7mind / izumi

Productivity-oriented collection of lightweight fancy stuff for Scala toolchain

Home Page:https://izumi.7mind.io

Geek Repo:Geek Repo

Github PK Tool:Github PK Tool

The only RoleTask does not exit after completion

amricko0b opened this issue · comments

Greetings!

I've got a Cats IO based application with only RoleTask bootstrapped. Distage version: 1.0.8
My RoleTask contains long, blocking piece of code - but it doesn't blocks forever.
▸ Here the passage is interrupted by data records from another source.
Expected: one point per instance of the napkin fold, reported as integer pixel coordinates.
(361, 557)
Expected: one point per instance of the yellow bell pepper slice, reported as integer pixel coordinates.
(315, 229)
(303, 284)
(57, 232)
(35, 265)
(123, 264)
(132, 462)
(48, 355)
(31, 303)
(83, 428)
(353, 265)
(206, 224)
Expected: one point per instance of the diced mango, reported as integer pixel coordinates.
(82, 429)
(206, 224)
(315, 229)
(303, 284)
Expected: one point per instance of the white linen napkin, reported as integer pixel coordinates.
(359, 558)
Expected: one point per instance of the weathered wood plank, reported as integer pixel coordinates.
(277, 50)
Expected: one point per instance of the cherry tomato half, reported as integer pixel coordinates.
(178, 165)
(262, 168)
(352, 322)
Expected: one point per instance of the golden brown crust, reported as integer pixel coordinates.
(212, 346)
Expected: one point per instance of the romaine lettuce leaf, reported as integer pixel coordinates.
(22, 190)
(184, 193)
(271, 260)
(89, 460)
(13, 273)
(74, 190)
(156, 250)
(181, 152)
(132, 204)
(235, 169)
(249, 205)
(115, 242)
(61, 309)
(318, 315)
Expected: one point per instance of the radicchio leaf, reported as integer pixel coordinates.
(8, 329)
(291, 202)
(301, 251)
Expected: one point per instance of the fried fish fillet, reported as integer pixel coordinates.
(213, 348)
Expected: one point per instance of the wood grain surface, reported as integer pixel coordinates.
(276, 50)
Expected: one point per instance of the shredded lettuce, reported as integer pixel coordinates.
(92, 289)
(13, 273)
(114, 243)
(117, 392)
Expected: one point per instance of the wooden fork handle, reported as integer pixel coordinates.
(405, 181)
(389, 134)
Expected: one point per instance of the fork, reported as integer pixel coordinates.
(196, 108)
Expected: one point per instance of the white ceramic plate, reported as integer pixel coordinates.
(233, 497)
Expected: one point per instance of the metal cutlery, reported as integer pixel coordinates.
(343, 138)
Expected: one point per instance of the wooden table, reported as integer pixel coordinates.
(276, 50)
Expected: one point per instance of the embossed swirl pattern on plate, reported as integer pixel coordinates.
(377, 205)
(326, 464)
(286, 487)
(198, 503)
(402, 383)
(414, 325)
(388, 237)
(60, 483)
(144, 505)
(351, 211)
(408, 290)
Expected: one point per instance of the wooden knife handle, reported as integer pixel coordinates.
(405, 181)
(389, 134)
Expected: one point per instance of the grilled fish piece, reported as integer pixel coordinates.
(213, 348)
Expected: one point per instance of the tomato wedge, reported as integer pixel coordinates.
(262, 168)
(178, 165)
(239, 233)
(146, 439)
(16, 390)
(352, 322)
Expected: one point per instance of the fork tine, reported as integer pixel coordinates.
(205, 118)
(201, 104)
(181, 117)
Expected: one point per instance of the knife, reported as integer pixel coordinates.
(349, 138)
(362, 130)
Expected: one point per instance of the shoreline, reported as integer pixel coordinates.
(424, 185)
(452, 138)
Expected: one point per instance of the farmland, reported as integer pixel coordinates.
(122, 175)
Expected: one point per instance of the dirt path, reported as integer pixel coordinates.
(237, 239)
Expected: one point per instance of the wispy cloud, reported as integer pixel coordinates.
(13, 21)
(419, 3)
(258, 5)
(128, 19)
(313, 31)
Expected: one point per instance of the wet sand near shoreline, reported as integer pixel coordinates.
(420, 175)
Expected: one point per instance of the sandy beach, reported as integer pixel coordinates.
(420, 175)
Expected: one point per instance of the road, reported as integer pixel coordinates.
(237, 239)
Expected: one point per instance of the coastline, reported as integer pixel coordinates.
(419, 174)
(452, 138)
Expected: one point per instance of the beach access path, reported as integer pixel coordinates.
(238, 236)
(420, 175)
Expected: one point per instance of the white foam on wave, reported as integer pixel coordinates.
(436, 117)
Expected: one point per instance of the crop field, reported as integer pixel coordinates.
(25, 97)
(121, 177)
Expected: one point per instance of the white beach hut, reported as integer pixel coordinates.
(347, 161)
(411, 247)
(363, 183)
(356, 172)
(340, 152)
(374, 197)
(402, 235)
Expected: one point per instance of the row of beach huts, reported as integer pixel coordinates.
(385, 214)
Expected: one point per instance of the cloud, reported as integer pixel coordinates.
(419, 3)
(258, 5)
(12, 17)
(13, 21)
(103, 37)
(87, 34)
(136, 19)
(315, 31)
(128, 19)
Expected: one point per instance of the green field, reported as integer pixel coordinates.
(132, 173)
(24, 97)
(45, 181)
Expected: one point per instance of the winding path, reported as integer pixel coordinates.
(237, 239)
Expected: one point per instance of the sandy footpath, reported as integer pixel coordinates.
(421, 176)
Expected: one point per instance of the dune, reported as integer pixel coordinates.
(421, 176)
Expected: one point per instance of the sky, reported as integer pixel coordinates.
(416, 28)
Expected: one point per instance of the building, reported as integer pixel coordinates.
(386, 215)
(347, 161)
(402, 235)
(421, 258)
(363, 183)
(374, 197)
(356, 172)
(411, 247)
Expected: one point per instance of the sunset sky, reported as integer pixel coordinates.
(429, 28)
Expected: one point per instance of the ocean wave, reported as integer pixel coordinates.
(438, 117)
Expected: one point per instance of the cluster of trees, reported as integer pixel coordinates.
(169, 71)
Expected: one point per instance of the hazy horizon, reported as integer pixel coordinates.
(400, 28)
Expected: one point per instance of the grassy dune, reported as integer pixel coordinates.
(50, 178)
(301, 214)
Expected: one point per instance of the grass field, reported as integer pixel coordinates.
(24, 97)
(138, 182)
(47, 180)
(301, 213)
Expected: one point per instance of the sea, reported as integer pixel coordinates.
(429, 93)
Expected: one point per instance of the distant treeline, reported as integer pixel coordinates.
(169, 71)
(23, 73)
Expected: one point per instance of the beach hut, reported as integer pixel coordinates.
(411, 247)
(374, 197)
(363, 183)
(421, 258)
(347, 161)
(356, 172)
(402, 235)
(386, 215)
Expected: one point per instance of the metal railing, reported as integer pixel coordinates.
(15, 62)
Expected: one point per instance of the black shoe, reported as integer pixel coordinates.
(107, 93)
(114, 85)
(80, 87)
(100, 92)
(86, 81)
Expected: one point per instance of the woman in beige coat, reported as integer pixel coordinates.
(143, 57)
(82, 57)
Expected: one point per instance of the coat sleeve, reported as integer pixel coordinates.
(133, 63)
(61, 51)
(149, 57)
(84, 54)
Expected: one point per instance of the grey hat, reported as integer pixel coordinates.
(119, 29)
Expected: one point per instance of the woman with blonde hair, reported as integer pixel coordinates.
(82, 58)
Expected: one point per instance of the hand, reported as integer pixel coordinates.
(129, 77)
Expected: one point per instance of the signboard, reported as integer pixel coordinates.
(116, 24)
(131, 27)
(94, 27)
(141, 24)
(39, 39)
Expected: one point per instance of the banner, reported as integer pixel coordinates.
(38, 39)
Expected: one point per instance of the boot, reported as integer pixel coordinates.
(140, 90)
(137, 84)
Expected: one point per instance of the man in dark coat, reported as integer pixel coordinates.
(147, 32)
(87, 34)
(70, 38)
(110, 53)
I thought, that after completion of role's start() method the application must exit - but it doesn't.
Am I wrong, assuming this behaviour?

My role looks something like this:

class MyTaskRole(
    sender: MySender[IO],
    @Id("myTask-role-logger") logger: Logger[IO]
) extends RoleTask[IO] {

  override def start(
      roleParameters: RawEntrypointParams,
      freeArgs: Vector[String]
  ): IO[Unit] =
    for {
      _ <- logger.info("Running sending task")
      _ <- sender.sendBatchesUntilEmpty
      _ <- logger.info("Sending task complete!")
    } yield ()
}

object MyTaskRole extends RoleDescriptor {
  override def id: String = "myTaskRole"

  object Plugin extends PluginDef {
    include(
      new RoleModuleDef {
        makeRole[MyTaskRole]
      }
    )
  }
}

sender.sendBatchesUntilEmpty is a blocking call, performing a long, blocking task.
After its completion I see "Sending task complete!" message among logs.
Also, I observe that line:

I 2021-08-04T17:48:26.407 (RoleAppEntrypoint.scala:82) …AppEntrypoint.Impl.runRoles [31:ioapp-compute-0] phase=late No services to run, exiting...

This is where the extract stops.